For the past 20 years, Perryman wrote, NOAA Fisheries – the US agency responsible for fisheries – has been “researching and reporting that beaver dams are in fact crucial to salmonids and provide deep, unfrozen pools where juveniles can grow and fatten.”

Her letter continued: “Obviously, as the planet warms, many species are extending their range looking for suitable forage or habitat. The newly beaver-created ponds will help sustain an ecosystem that we have forced to become nomadic with our failure to stop burning fossil fuels.

“What remains stunning to me is how eager NPR and others are to blame beavers for extending the effects of a warming climate. I’m assuming that there will be similar reports blaming glaciers when the oceans rise?”

Similarly, Swamplands author Struzik highlights the irony of calling beavers “colonizers.”
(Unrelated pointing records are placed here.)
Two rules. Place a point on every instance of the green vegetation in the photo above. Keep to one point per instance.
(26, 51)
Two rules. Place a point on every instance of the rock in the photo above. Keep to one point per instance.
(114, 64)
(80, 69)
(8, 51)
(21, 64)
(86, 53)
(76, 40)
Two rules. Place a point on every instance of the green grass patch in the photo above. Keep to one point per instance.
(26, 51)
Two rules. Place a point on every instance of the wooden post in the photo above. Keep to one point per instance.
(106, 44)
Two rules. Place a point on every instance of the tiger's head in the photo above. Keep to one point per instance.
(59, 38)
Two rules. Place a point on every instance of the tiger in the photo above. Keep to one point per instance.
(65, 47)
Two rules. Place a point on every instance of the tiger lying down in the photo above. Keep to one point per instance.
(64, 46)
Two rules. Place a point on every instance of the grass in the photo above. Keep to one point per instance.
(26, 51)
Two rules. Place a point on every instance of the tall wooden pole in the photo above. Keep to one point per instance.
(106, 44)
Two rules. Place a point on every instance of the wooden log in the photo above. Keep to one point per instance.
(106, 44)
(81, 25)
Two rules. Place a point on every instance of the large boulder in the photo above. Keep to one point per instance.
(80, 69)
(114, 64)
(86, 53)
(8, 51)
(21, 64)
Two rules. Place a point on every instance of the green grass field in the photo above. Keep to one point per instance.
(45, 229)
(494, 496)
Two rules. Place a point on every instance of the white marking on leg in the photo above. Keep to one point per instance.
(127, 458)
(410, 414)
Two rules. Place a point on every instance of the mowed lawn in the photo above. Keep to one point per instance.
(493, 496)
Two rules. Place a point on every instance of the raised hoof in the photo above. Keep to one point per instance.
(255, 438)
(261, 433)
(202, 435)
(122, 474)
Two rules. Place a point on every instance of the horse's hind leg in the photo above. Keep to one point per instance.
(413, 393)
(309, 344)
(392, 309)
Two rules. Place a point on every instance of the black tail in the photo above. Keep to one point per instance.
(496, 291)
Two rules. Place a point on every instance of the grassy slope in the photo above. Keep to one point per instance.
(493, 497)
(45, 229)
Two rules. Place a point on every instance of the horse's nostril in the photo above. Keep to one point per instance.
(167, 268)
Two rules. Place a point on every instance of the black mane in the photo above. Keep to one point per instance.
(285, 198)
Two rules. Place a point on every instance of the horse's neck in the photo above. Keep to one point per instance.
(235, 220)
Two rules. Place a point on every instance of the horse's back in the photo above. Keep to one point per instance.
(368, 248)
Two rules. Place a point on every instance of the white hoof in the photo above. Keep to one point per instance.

While research papers and news articles have used that term, any Canadian knows the link between beaver fur and the colonization of Canada. As Struzik notes, the beavers were here first.

Elders in the Yukon describe finding fossils of giant beavers more than two metres long who roamed during the last ice age.
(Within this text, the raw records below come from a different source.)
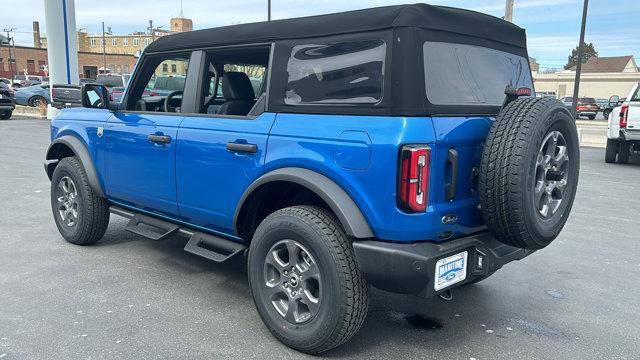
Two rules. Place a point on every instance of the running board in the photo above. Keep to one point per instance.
(205, 245)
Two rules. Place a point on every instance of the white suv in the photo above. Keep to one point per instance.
(623, 130)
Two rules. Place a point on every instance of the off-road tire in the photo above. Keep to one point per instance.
(508, 172)
(623, 152)
(93, 211)
(343, 301)
(611, 151)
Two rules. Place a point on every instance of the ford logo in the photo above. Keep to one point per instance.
(449, 219)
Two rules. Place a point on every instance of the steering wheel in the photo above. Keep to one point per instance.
(167, 101)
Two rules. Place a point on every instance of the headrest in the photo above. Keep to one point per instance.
(237, 86)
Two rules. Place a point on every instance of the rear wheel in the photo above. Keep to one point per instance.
(304, 279)
(623, 154)
(611, 152)
(81, 216)
(529, 172)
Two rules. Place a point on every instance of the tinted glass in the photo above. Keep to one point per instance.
(457, 74)
(338, 73)
(109, 80)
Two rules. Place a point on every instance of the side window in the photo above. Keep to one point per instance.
(159, 84)
(337, 73)
(459, 74)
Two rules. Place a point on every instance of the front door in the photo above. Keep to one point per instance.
(140, 140)
(140, 160)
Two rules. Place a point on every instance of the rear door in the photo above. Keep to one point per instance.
(220, 155)
(633, 119)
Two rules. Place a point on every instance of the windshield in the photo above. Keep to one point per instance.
(109, 80)
(458, 74)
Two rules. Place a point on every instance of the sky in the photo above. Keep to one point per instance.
(552, 26)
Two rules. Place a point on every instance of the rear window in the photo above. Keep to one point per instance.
(109, 80)
(338, 73)
(458, 74)
(174, 83)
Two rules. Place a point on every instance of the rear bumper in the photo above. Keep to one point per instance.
(410, 268)
(630, 134)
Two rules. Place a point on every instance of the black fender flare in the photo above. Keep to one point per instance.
(349, 214)
(80, 150)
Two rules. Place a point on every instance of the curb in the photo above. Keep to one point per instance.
(32, 112)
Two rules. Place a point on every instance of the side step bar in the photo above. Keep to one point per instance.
(205, 245)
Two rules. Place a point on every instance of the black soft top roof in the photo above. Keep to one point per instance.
(430, 17)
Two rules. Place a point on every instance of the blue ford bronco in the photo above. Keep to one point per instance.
(400, 147)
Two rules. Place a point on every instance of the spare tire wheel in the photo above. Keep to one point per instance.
(529, 172)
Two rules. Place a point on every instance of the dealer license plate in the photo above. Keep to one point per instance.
(450, 270)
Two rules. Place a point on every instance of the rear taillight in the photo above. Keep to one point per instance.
(624, 113)
(414, 177)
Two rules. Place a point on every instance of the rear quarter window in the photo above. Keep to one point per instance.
(349, 72)
(459, 74)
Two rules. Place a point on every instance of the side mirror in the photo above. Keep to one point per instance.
(613, 101)
(95, 96)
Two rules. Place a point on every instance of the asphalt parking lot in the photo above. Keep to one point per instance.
(128, 297)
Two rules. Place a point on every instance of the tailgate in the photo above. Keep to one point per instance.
(458, 152)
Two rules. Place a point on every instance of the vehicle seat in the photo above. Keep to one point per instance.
(238, 93)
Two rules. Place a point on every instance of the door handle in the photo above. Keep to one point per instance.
(242, 148)
(159, 139)
(450, 189)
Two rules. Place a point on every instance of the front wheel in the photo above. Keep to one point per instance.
(81, 216)
(304, 279)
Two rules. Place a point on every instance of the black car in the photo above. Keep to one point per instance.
(7, 101)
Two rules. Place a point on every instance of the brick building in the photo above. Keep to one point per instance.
(133, 43)
(34, 61)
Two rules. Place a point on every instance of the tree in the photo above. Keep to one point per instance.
(589, 51)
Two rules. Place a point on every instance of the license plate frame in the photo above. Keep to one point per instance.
(450, 270)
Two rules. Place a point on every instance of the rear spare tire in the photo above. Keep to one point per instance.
(529, 172)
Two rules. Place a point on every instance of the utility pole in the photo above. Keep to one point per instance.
(9, 41)
(576, 85)
(152, 31)
(104, 51)
(508, 11)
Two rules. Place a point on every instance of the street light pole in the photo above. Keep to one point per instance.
(576, 85)
(9, 41)
(104, 51)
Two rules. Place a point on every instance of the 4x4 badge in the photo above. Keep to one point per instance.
(449, 219)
“We’ve also found tiny miniature beavers in the North, fossils that are over four million years old,” said Struzik.

“They had a foothold in the tundra at some time and, for whatever reason, evolved in a different way where they became more adapted to a boreal forest ecosystem.

“So we do know they get around, these beavers. And now we’ve got them re-establishing themselves here in the North. They haven’t got the best timing, with the permafrost situation. But it’s going to be interesting to see what happens.”